The life history of human foraging: Cross-cultural and individual variation
Jeremy Koster, Richard Mcelreath, Kim Hill, Douglas Yu, Glenn Shepard, Nathalie Van Vliet, Michael Gurven, Hillard Kaplan, Benjamin Trumble, Rebecca Bliege Bird, Douglas Bird, Brian Codding, Lauren Coad, Luis Pacheco-Cobos, Bruce Winterhalder, Karen Lupo, Dave Schmitt, Paul Sillitoe, Margaret Franzen, Michael Alvard, Vivek Venkataraman, Thomas Kraft, Kirk Endicott, Stephen Beckerman, Stuart A Marks, Thomas Headland, Margaretha Pangau-Adam, Anders Siren, Karen Kramer, Russell Greaves, Victoria Reyes-García, Maximilien Guèze, Romain Duda, Álvaro Fernández-Llamazares, Sandrine Gallois, Lucentezza Napitupulu, Roy Ellen, John Ziker, Martin R Nielsen, Elspeth Ready, Christopher Healey, Cody Ross
Human adaptation depends upon the integration of slow life history, complex production skills, and extensive sociality.
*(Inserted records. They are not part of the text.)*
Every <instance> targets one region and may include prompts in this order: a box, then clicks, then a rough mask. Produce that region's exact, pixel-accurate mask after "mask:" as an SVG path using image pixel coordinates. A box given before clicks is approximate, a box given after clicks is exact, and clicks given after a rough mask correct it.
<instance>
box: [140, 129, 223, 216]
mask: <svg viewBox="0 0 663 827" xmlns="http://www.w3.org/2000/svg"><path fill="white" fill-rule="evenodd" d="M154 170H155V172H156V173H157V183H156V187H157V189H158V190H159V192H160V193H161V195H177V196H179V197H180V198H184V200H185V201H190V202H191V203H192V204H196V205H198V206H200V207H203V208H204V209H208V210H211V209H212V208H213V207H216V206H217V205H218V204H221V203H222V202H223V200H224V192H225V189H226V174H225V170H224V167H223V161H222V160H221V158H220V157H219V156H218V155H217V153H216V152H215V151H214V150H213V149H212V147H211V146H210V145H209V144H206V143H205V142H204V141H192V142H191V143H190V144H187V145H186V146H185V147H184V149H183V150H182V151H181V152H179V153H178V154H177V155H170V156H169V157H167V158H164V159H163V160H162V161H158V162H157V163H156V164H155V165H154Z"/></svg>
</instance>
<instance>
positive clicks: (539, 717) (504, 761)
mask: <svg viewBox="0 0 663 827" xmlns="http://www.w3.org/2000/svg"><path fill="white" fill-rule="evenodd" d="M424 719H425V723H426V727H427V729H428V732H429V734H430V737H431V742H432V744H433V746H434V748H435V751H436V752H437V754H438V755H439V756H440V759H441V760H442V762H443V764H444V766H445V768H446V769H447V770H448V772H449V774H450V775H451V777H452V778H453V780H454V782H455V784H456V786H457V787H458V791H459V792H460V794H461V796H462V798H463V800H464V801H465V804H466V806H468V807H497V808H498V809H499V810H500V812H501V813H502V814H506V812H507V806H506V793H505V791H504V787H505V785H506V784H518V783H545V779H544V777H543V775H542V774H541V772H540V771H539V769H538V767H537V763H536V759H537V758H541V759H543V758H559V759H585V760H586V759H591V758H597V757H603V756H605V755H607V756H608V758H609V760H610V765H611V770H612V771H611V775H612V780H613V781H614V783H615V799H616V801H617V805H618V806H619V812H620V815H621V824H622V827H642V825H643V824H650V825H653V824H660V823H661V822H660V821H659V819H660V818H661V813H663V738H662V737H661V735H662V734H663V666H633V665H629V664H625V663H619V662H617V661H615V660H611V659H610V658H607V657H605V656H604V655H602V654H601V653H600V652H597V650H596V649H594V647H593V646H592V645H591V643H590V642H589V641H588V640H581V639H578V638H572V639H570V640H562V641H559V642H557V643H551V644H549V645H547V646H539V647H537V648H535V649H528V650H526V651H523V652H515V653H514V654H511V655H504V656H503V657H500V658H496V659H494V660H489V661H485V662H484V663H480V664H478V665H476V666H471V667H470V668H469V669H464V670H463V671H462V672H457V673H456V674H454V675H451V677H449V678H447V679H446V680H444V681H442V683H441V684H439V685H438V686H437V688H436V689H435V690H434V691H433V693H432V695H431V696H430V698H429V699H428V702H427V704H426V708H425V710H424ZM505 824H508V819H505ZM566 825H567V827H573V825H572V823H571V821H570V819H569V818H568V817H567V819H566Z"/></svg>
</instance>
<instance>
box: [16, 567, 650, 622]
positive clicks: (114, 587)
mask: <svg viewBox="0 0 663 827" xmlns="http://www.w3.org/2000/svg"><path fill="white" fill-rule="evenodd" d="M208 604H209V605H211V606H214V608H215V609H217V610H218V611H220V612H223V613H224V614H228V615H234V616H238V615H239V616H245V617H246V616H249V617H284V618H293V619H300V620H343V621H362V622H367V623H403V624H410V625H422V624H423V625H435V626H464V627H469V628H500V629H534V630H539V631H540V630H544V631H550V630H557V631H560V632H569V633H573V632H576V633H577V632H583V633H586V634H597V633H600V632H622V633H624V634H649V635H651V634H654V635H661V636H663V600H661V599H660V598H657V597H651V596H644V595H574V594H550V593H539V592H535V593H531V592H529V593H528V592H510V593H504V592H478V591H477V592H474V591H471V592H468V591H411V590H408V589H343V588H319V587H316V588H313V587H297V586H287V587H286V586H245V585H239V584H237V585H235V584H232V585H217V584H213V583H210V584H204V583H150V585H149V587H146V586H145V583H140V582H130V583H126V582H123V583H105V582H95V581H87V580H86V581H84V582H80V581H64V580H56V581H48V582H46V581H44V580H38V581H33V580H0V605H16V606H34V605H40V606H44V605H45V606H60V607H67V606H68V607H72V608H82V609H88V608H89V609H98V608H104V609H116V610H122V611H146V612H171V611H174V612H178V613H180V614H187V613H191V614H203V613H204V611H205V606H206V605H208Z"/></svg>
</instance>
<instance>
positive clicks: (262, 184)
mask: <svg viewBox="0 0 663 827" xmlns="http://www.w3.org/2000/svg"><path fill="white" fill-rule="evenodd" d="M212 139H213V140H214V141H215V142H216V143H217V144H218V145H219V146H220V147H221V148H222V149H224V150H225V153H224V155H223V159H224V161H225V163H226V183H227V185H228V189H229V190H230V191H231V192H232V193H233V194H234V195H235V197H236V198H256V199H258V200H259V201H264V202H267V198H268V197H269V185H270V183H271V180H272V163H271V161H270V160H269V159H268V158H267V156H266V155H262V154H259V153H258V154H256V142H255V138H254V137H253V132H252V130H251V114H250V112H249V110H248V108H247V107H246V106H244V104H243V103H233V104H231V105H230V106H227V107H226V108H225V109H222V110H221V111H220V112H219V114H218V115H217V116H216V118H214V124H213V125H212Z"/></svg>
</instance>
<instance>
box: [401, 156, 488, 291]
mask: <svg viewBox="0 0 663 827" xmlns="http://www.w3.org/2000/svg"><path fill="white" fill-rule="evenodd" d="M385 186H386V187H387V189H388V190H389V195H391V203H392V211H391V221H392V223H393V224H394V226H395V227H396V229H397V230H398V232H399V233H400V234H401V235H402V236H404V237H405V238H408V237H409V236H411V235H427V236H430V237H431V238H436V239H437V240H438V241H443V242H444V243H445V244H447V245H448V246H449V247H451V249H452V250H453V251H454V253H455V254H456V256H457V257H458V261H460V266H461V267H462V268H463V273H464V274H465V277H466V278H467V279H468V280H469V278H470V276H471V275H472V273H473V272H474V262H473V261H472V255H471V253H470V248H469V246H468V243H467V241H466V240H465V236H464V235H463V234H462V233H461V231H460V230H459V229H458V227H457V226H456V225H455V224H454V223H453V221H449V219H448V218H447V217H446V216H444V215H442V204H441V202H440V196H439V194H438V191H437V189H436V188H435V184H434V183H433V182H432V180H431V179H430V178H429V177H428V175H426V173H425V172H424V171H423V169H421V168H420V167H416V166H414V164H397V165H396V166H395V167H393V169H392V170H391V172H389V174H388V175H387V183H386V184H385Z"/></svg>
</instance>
Refining and testing models of the evolution of human life history and cultural learning will benefit from increasingly accurate measurement of knowledge, skills, and rates of production with age. We pursue this goal by inferring individual hunters’ of hunting skill gain and loss from approximately 23,000 hunting records generated by more than 1,800 individuals at 40 locations. The model provides an improved picture of ages of peak productivity as well as variation within and among ages. The data reveal an average age of peak productivity between 30 and 35 years of age, though high skill is maintained throughout much of adulthood. In addition, there is substantial variation both among individuals and sites. Within study sites, variation among individuals depends more upon heterogeneity in rates of decline than in rates of increase. This analysis sharpens questions about the co-evolution of human life history and cultural adaptation. It also demonstrates new statistical algorithms and models that expand the potential inferences drawn from detailed quantitative data collected in the field.